OK, I grew up in NC, but wasn't sure where Randleman was-now that I see, how about a 'staycation'-visit the zoo in Asheboro, Seagrove for NC pottery, Uwharrie Natl. Forest, Old Salem-Winston-Salem...

Or if you want to hit the beach, & don't want to deal w/ crowds in the Outer Banks, try Topsail Beach (I grew uo near here, in Sneads Ferry), & Asheville is another really fun place to visit. Sometimes, it's nice to visit places that are close by, reduces travel time & stress...


----------



## FryBoy (Apr 2, 2011)

I'd second the suggestion of the Maine coast -- all 3,000 miles of it! Don't miss Arcadia National Park. Then drive up to the Maritime Provinces (Nova Scotia, Prince Edward Island, New Brunswick) then around the bend and down the St. Lawrence Seaway through 1000 Islands to Quebec and Montreal. It's a different world, beautiful, enchanting, and away from the bulk of the tourist crowd. Lots of places to camp, or if you choose stay at some of the most charming inns in North America.


----------



## WildBoar (Apr 2, 2011)

Went to an all-inclusive a little south of Cancun the last two years. I was a bit hesitant the first time, but the food was decent enough, the beach was nice and there was a bit of entertainment. Snorkling and scuba excursions, plus can take out the saiboats. Was nice to walk a couple miles up and down the coast from our hotel. Lots of drinks on the beach. Decent volleyball games once or twice a day, plus a bit of drunk-fest pool volleyball. This past October when we went there we took a couple excursions to some of the ruins, which was kinda cool.


----------



## kalaeb (Apr 2, 2011)

+1 oregon coast.

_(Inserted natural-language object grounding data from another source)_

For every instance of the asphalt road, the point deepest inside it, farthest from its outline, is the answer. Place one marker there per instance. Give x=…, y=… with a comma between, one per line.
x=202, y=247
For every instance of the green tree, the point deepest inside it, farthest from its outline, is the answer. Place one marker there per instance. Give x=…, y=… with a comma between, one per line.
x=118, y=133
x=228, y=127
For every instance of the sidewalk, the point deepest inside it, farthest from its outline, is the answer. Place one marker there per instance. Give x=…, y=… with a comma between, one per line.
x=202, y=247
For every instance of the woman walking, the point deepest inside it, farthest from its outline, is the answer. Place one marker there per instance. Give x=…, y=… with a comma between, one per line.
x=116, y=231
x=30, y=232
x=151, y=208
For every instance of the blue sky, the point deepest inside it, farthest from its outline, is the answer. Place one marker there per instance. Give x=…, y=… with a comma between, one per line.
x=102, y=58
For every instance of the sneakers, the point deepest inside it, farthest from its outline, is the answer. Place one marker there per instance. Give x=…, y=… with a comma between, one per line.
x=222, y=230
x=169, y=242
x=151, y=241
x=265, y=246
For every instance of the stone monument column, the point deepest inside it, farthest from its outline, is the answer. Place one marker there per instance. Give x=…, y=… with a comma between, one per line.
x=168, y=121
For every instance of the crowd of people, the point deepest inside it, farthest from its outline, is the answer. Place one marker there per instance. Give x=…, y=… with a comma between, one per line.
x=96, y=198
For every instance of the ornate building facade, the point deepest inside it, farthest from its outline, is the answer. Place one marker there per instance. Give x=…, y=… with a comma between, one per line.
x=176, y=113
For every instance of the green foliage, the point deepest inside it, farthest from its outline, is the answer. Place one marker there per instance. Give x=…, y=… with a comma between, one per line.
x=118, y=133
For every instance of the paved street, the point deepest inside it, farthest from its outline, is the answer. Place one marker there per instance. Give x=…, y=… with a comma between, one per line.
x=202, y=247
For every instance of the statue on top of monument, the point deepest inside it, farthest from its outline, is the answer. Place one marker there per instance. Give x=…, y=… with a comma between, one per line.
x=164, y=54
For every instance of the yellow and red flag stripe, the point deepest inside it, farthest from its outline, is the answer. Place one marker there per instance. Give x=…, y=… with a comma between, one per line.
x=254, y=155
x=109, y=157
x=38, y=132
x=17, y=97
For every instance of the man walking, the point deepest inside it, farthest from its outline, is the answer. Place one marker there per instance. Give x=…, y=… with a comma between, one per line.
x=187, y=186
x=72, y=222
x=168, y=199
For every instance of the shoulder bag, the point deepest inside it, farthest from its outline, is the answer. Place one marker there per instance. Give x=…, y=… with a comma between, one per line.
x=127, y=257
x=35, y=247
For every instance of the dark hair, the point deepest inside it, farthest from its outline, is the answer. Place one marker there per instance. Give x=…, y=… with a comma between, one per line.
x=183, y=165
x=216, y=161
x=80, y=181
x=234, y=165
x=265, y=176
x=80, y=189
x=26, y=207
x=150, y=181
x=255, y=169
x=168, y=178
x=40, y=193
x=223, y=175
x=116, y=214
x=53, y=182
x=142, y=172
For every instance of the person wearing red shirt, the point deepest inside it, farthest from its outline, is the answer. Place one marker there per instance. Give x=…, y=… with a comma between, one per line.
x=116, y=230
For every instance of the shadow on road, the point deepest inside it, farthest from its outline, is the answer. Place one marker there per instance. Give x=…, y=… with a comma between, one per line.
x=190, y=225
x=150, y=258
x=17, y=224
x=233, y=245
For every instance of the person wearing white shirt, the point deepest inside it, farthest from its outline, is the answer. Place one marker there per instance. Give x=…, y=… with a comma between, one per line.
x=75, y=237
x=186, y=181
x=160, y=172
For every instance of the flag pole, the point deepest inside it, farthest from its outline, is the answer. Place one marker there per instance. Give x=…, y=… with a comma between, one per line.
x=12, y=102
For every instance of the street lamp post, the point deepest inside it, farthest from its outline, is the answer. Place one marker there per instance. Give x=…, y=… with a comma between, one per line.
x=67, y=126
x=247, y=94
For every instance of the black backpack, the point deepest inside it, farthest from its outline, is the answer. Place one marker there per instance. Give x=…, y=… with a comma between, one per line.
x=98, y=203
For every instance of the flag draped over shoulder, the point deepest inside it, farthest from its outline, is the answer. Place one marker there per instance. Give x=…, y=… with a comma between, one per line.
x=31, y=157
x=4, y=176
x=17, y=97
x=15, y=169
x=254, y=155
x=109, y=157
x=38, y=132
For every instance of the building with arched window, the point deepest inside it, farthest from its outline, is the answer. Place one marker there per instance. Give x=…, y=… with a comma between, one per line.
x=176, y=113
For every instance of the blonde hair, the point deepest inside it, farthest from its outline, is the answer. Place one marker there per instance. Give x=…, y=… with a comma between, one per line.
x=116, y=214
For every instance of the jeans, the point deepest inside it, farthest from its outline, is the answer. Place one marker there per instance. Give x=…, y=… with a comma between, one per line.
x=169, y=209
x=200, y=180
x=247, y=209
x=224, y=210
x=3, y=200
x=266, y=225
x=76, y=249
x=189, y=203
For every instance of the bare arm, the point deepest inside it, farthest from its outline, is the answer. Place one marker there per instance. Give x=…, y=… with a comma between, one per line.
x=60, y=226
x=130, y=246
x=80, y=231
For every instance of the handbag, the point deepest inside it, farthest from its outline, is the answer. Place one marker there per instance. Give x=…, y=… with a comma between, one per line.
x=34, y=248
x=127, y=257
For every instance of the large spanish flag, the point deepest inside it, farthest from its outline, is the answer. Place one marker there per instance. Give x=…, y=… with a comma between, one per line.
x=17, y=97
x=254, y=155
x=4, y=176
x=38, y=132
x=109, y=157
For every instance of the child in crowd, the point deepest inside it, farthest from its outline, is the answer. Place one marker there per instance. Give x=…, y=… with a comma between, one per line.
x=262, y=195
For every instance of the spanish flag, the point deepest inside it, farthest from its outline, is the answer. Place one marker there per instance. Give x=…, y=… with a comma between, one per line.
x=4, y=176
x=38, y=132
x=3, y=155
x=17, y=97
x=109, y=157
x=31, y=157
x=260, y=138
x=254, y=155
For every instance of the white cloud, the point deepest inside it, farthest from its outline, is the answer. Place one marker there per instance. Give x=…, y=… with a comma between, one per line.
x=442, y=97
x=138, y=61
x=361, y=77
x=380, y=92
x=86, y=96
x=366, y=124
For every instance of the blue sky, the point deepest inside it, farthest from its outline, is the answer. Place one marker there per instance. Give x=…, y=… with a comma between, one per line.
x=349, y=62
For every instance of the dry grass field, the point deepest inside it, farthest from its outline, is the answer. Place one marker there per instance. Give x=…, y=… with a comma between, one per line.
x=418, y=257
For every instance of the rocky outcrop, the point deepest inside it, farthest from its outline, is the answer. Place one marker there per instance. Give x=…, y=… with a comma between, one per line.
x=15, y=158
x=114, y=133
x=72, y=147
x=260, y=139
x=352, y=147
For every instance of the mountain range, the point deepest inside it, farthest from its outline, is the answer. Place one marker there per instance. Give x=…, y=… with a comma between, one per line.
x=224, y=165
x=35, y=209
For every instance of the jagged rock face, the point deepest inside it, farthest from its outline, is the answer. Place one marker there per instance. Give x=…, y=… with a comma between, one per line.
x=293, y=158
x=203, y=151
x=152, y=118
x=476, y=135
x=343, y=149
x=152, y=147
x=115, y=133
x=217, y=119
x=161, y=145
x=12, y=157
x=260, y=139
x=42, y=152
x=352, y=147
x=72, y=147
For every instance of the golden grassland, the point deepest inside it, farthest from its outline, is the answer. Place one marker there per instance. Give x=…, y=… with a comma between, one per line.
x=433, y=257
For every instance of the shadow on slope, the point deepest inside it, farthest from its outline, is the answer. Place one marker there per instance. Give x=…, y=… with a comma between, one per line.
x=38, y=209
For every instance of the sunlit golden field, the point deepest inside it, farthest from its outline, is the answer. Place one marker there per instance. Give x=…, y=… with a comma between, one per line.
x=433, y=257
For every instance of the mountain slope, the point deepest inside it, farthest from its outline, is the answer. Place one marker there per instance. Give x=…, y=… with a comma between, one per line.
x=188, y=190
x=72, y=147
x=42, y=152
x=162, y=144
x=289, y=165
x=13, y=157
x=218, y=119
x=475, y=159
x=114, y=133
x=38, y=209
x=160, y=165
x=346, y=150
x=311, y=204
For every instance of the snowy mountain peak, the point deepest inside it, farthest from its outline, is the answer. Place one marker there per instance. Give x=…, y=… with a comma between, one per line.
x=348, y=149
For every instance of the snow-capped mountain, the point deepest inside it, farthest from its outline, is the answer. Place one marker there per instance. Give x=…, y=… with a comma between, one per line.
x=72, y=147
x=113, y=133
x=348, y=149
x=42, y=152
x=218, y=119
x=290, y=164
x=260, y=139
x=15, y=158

Or visit my state and check out Arches, Zions, and Bryce Canyon. If you have never been, and enjoy the outdoors, then you have to check it out.


----------



## rahimlee54 (Apr 2, 2011)

Some good suggestions here I hadn't thought of thanks guys. I had thought of the staycation and it is something that could still happen, either way I wouldn't mind. Thistle we have been to Asheville a few times and stayed at the Biltmore inn there as that place is one of my wife's favorite things to do for some reason. I have lived here for a few years and still haven't made the trip 20 miles to Seagrove. Oregon and Maine coast does sound pretty cool though, I'll have to do some research on it.

Thanks
Jared


----------



## apicius9 (Apr 3, 2011)

Hey, you can always come and visit me, i can always use help in the shop  

Stefan


----------



## oivind_dahle (Apr 3, 2011)

Go to Norway in the summer. If you like nature, I can make a perfect vacation planner for you.
Google Norway, and see for yourself:

http://www.google.com/images?client...&source=og&sa=N&hl=en&tab=wi&biw=1280&bih=614


----------



## sudsy9977 (Apr 6, 2011)

it sounds kinda dumb but i had one of the best vacations ever in amish country in pennsylvania....ryan


----------